In stories, there comes a point where the protagonist faces something about themselves, where they realize that what they thought they wanted or needed wasn’t what they truly needed. To move forward, they need to make a tremendous change. They risk losing something vital either way, as all decisions entail risk or loss.

The same goes for learning, even ideas, crafts, new skills or otherwise. Somewhere along the way, when studying in a class or course, when learning from a mentor, we face this moment, this threshold of change. If there was no change, there would be no learning.

Learning, beyond some ability to regurgitate by rote, is a fundamental refashioning of our own fabric. And what can be as scary as changing ourselves?

But there is this beautiful idea I’d read from Paul Tillich – that anxiety is directed at some unclear cloud, while fear is directed at a single object. While anxiety is pervasive, we can point to a fear.

When we pay attention to our worries, they become fears – something we directly see. While this might seem terribly unwanted, it is again the same as it is in story.
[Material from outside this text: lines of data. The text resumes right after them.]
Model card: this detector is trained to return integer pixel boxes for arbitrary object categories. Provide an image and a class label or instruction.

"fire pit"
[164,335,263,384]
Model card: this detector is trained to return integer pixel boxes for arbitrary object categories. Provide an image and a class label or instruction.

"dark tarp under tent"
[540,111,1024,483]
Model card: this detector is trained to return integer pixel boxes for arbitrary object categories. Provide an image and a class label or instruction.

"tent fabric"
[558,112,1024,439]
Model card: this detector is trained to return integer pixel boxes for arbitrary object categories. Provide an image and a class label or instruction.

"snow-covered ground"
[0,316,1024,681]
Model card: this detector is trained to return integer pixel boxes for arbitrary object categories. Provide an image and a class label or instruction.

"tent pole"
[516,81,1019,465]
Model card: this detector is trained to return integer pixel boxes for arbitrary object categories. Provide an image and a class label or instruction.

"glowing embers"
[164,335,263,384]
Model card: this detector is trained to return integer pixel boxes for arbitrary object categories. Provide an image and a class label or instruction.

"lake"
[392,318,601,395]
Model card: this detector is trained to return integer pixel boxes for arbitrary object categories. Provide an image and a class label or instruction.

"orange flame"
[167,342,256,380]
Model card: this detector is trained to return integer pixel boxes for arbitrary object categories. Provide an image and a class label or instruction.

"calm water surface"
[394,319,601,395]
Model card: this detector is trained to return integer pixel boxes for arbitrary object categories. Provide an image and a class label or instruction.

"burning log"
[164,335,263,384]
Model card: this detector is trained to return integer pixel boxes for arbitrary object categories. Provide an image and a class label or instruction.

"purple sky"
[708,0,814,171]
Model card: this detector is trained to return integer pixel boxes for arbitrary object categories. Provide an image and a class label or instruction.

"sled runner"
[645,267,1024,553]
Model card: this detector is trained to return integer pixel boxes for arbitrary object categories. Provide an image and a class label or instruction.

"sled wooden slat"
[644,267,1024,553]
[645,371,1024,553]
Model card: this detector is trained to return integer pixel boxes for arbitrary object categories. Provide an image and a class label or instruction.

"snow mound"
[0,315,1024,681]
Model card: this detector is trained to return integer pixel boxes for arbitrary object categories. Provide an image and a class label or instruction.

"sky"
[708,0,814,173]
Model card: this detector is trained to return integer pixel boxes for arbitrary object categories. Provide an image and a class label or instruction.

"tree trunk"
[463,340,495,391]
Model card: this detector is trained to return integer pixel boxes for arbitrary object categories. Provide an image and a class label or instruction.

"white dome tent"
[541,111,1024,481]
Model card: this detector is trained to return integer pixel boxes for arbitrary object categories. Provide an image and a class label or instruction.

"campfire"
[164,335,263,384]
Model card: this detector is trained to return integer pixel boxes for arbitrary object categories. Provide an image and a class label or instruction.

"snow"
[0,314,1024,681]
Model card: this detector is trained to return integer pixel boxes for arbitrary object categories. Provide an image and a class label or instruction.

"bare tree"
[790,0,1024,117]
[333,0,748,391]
Once we have an object to fear, once we can point at it, we can now mount courage. Looking at the fear, we can ask:

> “What about this do I fear?”

It’s not about throwing one’s self into something new, taking impulsive risks, or the like.

It’s fine and often preferable to be calculated in taking action. We can always pause and allow our thoughts and ideas, emotions and concerns to settle. But once they have, once new information is no longer coming in, once new creative approaches no longer come to mind, our options are now in front of us.

Any decision involves risk or loss. Otherwise, there would be no decision. And with the realization that not acting is as much a decision as any other, we can then…

Act.

Learning is an action, and one that involves risk and loss, sometimes solely the most precious resource of time, and often more. But as an action, it is one we can consciously decide to take on in order to discover and move forward.

## Summary

Learning begins with a clear and conscious decision.